Total income of R428.5 million was 6.2% higher than in the previous financial year, which was largely attributable to a healthy increase in net property revenues. Net profit after tax was R136.4 million, 36.4% higher than during the previous financial year. Operating expenses were also tightly managed, decreasing by 0.9%.
Net credit losses (bad debts and impairments) decreased by 31.0%, in comparison to the previous financial year, to R44.9 million – a positive indicator, highlighting a decrease in SME clients experiencing financial distress.
In total, Business Partners Limited approved 331 investments to the value of R891.7 million during the 2012/2013 period. Of this, 90 investments to the value of R185.7 million were approved for black entrepreneurs, while 105 investments amounting to R214.2 million were approved for female entrepreneurs. More than 11 900 employment opportunities were facilitated through the company’s investment activities.
The company also announced that the amount of funding disbursed to SMEs for the 2012/2013 financial year amounted to R600.8 million – a total number of 251 investments, which is a decrease in comparison to the previous financial year. However, Business Partners Limited ended the year with R341.1 million worth of investments approved, but not yet disbursed, which should augur well for disbursements in the 2013 / 2014 financial year.

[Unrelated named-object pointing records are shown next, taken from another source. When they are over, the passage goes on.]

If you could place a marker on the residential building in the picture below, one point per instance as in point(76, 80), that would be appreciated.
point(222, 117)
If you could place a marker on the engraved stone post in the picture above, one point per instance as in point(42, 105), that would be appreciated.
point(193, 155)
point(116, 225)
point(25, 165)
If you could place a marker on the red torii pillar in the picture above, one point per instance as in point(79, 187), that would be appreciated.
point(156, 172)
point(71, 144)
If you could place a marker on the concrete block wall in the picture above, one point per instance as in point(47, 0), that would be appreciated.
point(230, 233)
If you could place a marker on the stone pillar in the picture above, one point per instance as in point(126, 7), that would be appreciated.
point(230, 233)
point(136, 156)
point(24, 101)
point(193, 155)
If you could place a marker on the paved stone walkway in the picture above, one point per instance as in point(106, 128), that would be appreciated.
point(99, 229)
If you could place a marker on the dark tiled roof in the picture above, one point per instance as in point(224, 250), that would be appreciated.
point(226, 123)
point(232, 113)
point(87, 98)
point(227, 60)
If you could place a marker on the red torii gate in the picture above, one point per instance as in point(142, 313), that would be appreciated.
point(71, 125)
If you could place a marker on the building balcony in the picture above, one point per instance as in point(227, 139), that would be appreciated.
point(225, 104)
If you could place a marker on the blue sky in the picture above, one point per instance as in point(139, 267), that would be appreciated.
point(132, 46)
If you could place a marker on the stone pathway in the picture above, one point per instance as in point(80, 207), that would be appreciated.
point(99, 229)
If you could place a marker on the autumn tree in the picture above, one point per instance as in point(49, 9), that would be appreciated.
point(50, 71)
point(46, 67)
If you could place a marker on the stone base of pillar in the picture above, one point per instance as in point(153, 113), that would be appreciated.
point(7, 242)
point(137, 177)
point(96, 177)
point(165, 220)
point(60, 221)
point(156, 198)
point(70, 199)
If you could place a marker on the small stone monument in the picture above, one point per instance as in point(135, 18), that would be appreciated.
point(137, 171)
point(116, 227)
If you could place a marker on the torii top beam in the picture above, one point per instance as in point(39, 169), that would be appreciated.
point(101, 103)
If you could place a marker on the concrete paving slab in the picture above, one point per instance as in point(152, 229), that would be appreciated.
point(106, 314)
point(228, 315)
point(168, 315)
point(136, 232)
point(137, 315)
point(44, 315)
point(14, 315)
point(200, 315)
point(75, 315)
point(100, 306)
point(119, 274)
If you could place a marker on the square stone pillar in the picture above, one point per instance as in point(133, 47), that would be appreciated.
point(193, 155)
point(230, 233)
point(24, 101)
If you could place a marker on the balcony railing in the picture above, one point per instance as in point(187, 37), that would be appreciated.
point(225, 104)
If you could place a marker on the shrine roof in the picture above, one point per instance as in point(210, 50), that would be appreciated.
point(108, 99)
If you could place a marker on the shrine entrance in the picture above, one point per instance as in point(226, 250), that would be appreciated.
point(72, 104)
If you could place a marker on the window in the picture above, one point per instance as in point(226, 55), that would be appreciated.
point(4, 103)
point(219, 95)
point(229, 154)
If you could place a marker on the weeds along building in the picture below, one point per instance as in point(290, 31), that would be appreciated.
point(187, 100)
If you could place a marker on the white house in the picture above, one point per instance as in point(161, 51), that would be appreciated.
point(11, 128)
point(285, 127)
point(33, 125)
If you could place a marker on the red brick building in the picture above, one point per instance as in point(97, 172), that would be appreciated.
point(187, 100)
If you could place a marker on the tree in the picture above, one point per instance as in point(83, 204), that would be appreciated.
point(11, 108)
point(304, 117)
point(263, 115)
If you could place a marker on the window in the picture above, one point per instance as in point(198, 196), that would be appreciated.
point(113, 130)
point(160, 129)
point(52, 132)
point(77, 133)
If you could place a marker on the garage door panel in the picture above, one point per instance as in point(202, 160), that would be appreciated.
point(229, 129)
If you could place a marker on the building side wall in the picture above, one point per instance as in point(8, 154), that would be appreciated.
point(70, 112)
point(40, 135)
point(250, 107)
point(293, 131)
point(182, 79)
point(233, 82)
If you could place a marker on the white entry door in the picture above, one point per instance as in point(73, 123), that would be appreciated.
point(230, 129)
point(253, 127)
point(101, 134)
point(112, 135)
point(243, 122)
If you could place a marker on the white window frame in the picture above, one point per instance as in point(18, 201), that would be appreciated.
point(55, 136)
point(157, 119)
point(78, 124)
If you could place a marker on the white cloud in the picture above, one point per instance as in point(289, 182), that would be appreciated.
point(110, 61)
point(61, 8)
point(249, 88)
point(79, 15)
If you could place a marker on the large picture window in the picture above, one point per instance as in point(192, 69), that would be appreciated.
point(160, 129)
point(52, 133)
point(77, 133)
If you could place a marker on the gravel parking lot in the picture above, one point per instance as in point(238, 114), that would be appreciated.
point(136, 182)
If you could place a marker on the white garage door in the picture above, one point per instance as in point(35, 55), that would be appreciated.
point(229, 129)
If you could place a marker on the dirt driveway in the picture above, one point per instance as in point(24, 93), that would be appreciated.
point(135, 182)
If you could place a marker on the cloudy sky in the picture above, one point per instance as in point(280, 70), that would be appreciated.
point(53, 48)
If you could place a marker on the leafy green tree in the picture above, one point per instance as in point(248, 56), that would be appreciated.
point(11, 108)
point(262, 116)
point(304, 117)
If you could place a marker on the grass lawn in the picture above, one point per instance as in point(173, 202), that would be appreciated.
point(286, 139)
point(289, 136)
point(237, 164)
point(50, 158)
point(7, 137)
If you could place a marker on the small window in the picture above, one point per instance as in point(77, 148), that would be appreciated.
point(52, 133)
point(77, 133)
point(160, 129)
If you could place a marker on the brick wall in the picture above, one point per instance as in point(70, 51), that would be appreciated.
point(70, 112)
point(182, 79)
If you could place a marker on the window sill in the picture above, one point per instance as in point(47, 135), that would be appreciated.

According to Nazeem Martin, Managing Director of Business Partners Limited, despite tough economic and trading conditions, the number of Business Partners’ clients experiencing distress decreased significantly during the last year. “In an economy where entrepreneurs are failing to service their loans, we were able to decrease credit losses. The low interest rate environment also contributed to improved cash flows for many SMEs, hence their ability to service contractual obligations.
“In addition, the mentorship, post-investment support and technical assistance provided by our investment team assisted many of our clients through the tough trading conditions.”
Martin says that the company also played its part in job preservation during the past financial year. “In an environment characterised by rising unemployment, we were able to assist in stabilising many local businesses, preserving vital jobs that may have otherwise been lost.”
However, Martin says that the state of household balance sheets and the muted economic growth prospects meant that entrepreneurs, especially from the SME sector, remained reluctant to take on debt to finance growth, acquisitions or the establishment of new businesses. “We attribute this to factors such as the subdued growth in consumer spend, inflationary increases in administered prices, and labour unrest in the mining sector, which started to spread to other sectors and resulted in above inflation wage settlements.”
He says that the company remains positive going forward, and have earmarked R1 billion for financing SMEs during the 2013/2014 financial year. “A significant factor for this outlook is government’s recently announced multi-year infrastructure spending plans. This counter-cyclical spend, when it materialises, should boost economic growth and create a healthy platform from which South African SMEs can grow when global growth returns, especially those directly linked to infrastructure-related projects, such as suppliers of goods and specialised services.”
He says that the company is still pursuing its moderate growth in new business strategy in South Africa. “Cautiously, yet optimistically, we are increasing our investment activity, with an increased focus on financing lifestyle businesses and properties in South Africa. We are investing 50% of our new investment spend into “real” assets, therefore growing our own portfolio of properties which would meet the premises needs of SMEs, as well as through our bespoke property finance solutions, which enable SMEs to acquire the properties from which they operate, or for investment purposes.
“We also established our venture capital fund in 2012, which allows us to fund and support exceptional businesses, concepts, products and services which have the potential to grow market share way beyond the borders of their areas of origin, as well as employ more people and make substantial profits.”
He says that the contribution of SMEs to generating economic growth and employment is universally recognised. “It is also widely acknowledged that a healthy and growing SME sector is a pre-requisite for reducing the challenges of unemployment, poverty and inequality which afflicts much of the developing world,” concludes Martin.